Para contornar essa dificuldade, o PS prefere não entrar pela via da criminalização – que foi considerada inconstitucional - e inscrever na lei que quem tem um aumento de património superior ao seu rendimento incorre num crime de desobediência porque não declarou tudo o que deveria, e passar a taxar esse património em excesso não a 60%, como agora, mas a 80%. Já a proposta do BE, que foi apresentada fora do prazo para a discussão de hoje e que, por isso, acabará por ser remetida já à nova comissão, insiste na criminalização, reforçando os poderes da Autoridade Tributária para fiscalizar todos os contribuintes com rendimentos anuais de pelo menos 25 mil euros – se apresentarem um aumento de património pelo menos 20% superior ao rendimento declarado, a AT pedirá esclarecimentos e, se estes não chegarem ou forem insuficientes, poderá desencadear um processo judicial e taxar esse património a 100%.

No campo da transparência, PS e BE propõem o alargamento da informação e do leque de titulares de cargos públicos que a têm que dar, que passa a incluir os titulares dos órgãos executivos das câmaras municipais e freguesias (nestas últimas desde que tenham dez mil habitantes), das comunidades intermunicipais e áreas metropolitanas, e membros dos gabinetes de ministros e secretários de Estado e ainda dos consultores, representantes e peritos dos processos de concessão ou privatização.
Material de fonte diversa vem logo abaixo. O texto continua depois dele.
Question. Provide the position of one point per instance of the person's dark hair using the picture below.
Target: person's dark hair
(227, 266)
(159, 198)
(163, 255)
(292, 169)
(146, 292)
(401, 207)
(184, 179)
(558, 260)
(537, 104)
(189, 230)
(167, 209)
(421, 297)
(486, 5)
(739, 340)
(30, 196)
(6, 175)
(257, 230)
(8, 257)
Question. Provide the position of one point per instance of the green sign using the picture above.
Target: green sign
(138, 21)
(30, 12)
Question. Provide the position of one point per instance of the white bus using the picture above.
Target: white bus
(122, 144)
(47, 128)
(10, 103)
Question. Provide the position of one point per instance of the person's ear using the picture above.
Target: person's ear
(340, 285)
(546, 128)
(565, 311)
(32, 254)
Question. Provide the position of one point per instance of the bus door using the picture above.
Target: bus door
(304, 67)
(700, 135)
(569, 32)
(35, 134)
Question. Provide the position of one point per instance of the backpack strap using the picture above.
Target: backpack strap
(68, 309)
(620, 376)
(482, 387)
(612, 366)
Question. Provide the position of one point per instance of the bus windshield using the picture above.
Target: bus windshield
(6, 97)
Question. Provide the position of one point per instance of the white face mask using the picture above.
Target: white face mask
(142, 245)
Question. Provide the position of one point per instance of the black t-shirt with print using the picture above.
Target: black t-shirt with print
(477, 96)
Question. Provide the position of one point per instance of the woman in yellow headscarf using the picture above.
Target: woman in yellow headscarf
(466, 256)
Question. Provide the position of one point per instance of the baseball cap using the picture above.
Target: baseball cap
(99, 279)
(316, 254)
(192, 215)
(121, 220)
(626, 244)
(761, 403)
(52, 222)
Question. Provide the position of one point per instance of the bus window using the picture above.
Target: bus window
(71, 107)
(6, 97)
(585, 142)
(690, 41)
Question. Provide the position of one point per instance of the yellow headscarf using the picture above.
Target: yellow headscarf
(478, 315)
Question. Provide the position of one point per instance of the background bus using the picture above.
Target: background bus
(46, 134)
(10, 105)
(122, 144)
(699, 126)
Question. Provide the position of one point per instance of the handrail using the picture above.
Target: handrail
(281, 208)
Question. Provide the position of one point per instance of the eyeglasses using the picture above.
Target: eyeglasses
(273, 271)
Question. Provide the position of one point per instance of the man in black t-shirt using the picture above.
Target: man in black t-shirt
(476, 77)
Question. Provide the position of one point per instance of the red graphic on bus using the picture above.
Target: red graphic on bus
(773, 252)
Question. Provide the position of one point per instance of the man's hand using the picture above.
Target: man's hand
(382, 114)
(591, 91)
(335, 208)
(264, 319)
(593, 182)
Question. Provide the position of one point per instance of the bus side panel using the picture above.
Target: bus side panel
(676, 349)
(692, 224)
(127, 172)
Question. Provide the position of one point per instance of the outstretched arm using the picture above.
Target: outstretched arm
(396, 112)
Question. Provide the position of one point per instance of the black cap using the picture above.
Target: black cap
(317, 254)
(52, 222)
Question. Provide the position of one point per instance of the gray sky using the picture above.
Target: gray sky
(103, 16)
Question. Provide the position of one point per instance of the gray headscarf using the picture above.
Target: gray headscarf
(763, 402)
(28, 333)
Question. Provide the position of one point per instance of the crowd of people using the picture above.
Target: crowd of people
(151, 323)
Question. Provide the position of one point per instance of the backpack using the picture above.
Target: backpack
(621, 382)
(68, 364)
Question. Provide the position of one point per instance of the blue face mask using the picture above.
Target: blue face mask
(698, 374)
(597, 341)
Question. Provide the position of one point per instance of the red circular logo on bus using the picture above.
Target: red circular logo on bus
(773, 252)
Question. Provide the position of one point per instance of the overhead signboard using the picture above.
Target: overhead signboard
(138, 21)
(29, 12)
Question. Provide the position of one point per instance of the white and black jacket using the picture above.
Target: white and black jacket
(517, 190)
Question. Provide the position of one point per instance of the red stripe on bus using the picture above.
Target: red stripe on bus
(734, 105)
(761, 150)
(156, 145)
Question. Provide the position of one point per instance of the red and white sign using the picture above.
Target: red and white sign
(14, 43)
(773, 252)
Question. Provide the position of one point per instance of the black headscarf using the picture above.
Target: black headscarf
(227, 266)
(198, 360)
Essa informação tem que ser dada no início, no fim e até três anos (PS) ou seis (BE) depois do exercício do cargo. Quem não o fizesse já arriscava perder o mandato ou cumprir pena de prisão, mas o BE alarga isso ao Presidente da República e ao do Parlamento e ao primeiro-ministro. O BE quer também que passem a ser declarados não só os bens de que o titular do cargo público é proprietário mas também aqueles que usa não sendo seus – como casas ou carros.
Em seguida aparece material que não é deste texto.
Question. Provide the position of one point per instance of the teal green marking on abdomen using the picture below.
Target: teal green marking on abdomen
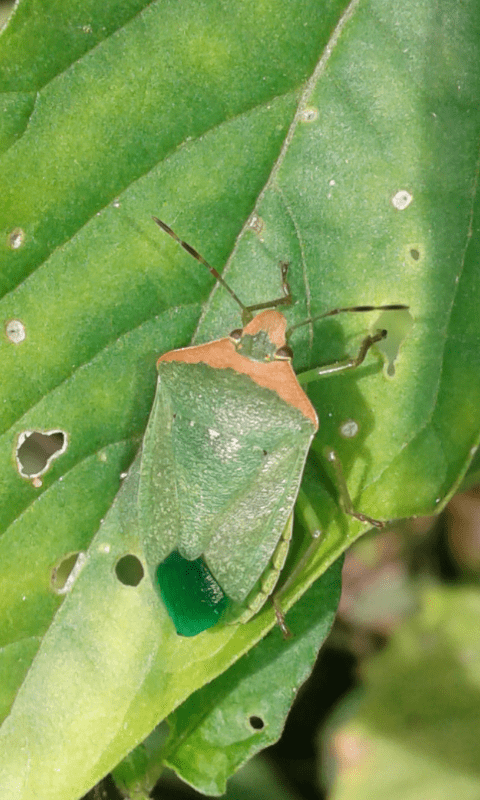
(192, 597)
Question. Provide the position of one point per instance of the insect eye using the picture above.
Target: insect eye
(284, 353)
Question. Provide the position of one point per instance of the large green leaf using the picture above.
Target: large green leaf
(342, 139)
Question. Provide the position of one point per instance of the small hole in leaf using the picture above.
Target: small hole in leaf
(37, 449)
(16, 238)
(398, 325)
(129, 570)
(65, 572)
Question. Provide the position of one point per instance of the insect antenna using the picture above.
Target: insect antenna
(349, 309)
(191, 251)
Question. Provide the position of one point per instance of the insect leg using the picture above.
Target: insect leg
(344, 365)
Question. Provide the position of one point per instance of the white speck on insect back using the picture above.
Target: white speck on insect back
(401, 199)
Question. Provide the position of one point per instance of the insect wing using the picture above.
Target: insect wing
(229, 454)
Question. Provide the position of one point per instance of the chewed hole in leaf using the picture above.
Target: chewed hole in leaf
(129, 570)
(65, 572)
(398, 325)
(37, 449)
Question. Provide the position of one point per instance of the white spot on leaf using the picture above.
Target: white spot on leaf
(15, 330)
(401, 199)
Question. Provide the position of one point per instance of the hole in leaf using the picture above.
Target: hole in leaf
(398, 325)
(65, 572)
(129, 570)
(37, 449)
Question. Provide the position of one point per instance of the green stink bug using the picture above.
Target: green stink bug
(221, 465)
Na área das incompatibilidades, o BE propõe a criação de uma Entidade de Transparência dos Titulares de Cargos Políticos e Altos Cargos Públicos que funcionaria no âmbito do Tribunal Constitucional, e que tomaria a seu cargo as funções actuais do TC de coligir a informação sobre o património e rendimentos destes responsáveis do Estado e algumas do Parlamento, como a informação sobre os interesses dos deputados. Para o PS esta é uma proposta “razoável”. Os três partidos propõem o alargamento do chamado período do nojo de três para cinco anos (seis, no caso do BE) e deve ser aplicado a qualquer cargo em entidades privadas com actividade no sector que tenha sido tutelado por esse titular de cargo político. A única excepção é o regresso à empresa e actividade anterior a essa função pública.

Quanto aos deputados, o BE defende a sua exclusividade de funções, enquanto PS e PCP alargam o âmbito das incompatibilidades de funções – como é o caso das quotas em sociedades de advogados, classificadas pelo PCP como as “offshores dos deputados”, que passam a ser proibidas aos parlamentares. “Acabam-se os ‘se, se, se’”, diz o comunista Jorge Machado. Tal como é proibido terem directa ou indirectamente (através de familiares) quotas de mais de 10% em empresas que tenham qualquer negócio com o Estado.